July 22, 2015

Doctor Sentenced to 21 Months in Prison for Taking Bribes as Part of Test-Referral Scheme with New Jersey Clinical Lab

NEWARK, NJ—A Middlesex County doctor with practices in Jersey City, New Jersey, was sentenced today to 21 months in prison for accepting bribes in exchange for test referrals as part of a long-running and elaborate scheme operated by Biodiagnostic Laboratory Services LLC (BLS), of Parsippany, New Jersey, its president and numerous associates, U.S. Attorney Paul J. Fishman announced.

Anthony DelPiano, 55, of Monmouth Junction, New Jersey, previously pleaded guilty before U.S. District Judge Stanley R. Chesler to an information charging him with one count of accepting bribes. Judge Chesler imposed the sentence today in Newark federal court.

Including DelPiano, 38 people—26 of them doctors—have pleaded guilty in connection with the bribery scheme, which its organizers have admitted involved millions of dollars in bribes and resulted in more than $100 million in payments to BLS from Medicare and various private insurance companies. The investigation has to date recovered more than $11 million through forfeiture.

According to documents filed in this and related cases and statements made in court:

DelPiano admitted that from October 2005 through March 2013, he accepted bribes in return for referring patient blood specimens to BLS and was paid approximately $2,300 per month. In return for a total of $189,175 in bribes, DelPiano’s referrals generated at least $1,752,603.24 in lab business for BLS.

In addition to the prison term, Judge Chesler sentenced DelPiano to one year of supervised release and fined him $10,000. DelPiano must also forfeit $207,500 as part of his plea agreement.

U.S. Attorney Fishman credited special agents of the FBI, under the direction of Special Agent in Charge Richard M. Frankel; U.S. Department of Health and Human Services, Office of Inspector General, under the direction of Special Agent in Charge Scott J. Lampert; IRS–Criminal Investigation, under the direction of Special Agent in Charge Jonathan D. Larsen, and the U.S. Postal Inspection Service, under the direction of Inspector in Charge Maria L. Kelokates, with the ongoing investigation leading to today’s sentencing.

The government is represented by Senior Litigation Counsel Andrew Leven; Assistant U.S. Attorney Joseph N. Minish; Jacob T. Elberg, Chief of the U.S. Attorney’s Office Health Care and Government Fraud Unit in Newark; and Assistant U.S. Attorney Barbara Ward, Chief of the office’s Asset Forfeiture and Money Laundering Unit.

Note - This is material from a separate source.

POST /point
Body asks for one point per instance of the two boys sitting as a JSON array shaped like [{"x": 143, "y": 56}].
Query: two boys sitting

U.S. Attorney Paul J. Fishman reorganized the health care fraud practice at the New Jersey U.S. Attorney’s Office shortly after taking office, including creating a stand-alone Health Care and Government Fraud Unit to handle both criminal and civil investigations and prosecutions of health care fraud offenses. Since 2010, the office has recovered more than $635 million in health care fraud and government fraud settlements, judgments, fines, restitution and forfeiture under the False Claims Act, the Food, Drug and Cosmetic Act and other statutes.